Total outstanding loans increased by 15.7 per cent to 58.19 trillion yuan last year.
Economists said the latest figures help alleviate fears of a hard landing. They also take comfort from the fact that loan growth rose to meet the full-year target. This shows the central bank has managed to control the pace and magnitude of monetary easing, they say.
Some were, however, more cautious. UBS economist Wang Tao said that while it is clear that the government is determined to rely on formal banking channels to ensure adequate growth in credit, figures on other forms of social financing remain to be released, making the overall monetary condition still unclear.
People's Bank of China governor Zhou Xiaochuan said over the weekend that the country must be ready to tackle possible shocks from Europe's debt crisis and economic uncertainties in the US.
Beijing will cut at least 150 basis points in reserve requirements in the first half of this year, with the next cut likely to happen in the coming weeks, said Qu Hongbin, chief economist at HSBC.
However, according to Daiwa Securities economist Sun Mingchun, that might not happen before next month.
The PBOC on Friday said it would stop issuing central bank bills before the Lunar New Year, helping pump more liquidity into the system. New bills are used to soak up liquidity in circulation.
Sun said loan growth could reach about 8.5 trillion yuan this year. Warren Blight of Keefe, Bruyette & Woods put the figure at around 8 trillion yuan, while Michael Werner of Sanford C. Bernstein forecasts 7.5 trillion yuan to 7.8 trillion yuan.
December yuan deposits reached 1.43 trillion yuan, bringing the loan-deposit ratio among banks down 30 basis points to 67.7 per cent from a three-year high in November.

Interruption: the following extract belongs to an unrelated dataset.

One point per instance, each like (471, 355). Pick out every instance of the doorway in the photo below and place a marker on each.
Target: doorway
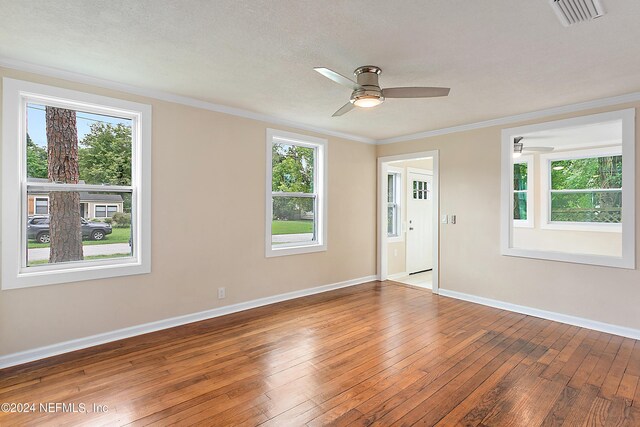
(408, 219)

This, however, does not solve the problem of deposit outflows at banks as investors have been shifting money into other higher-return channels amid bank interest rates that fail to beat the rate of inflation.
Analysts said banks typically try to attract as many deposits as they can at quarter-ends to post a lower loan-deposit ratio in their results. These deposits tend to be short-term in nature and often exit the banking system within months.
'The No 1 constraint on loan growth will be deposit growth' in 2012, Werner said.
The PBOC announced a reserve requirement ratio cut of 50 basis points on November 30, bringing an end to a credit-tightening policy that had characterised much of the past year. The cut will add about 400 billion yuan of liquidity into the banking system, said Werner.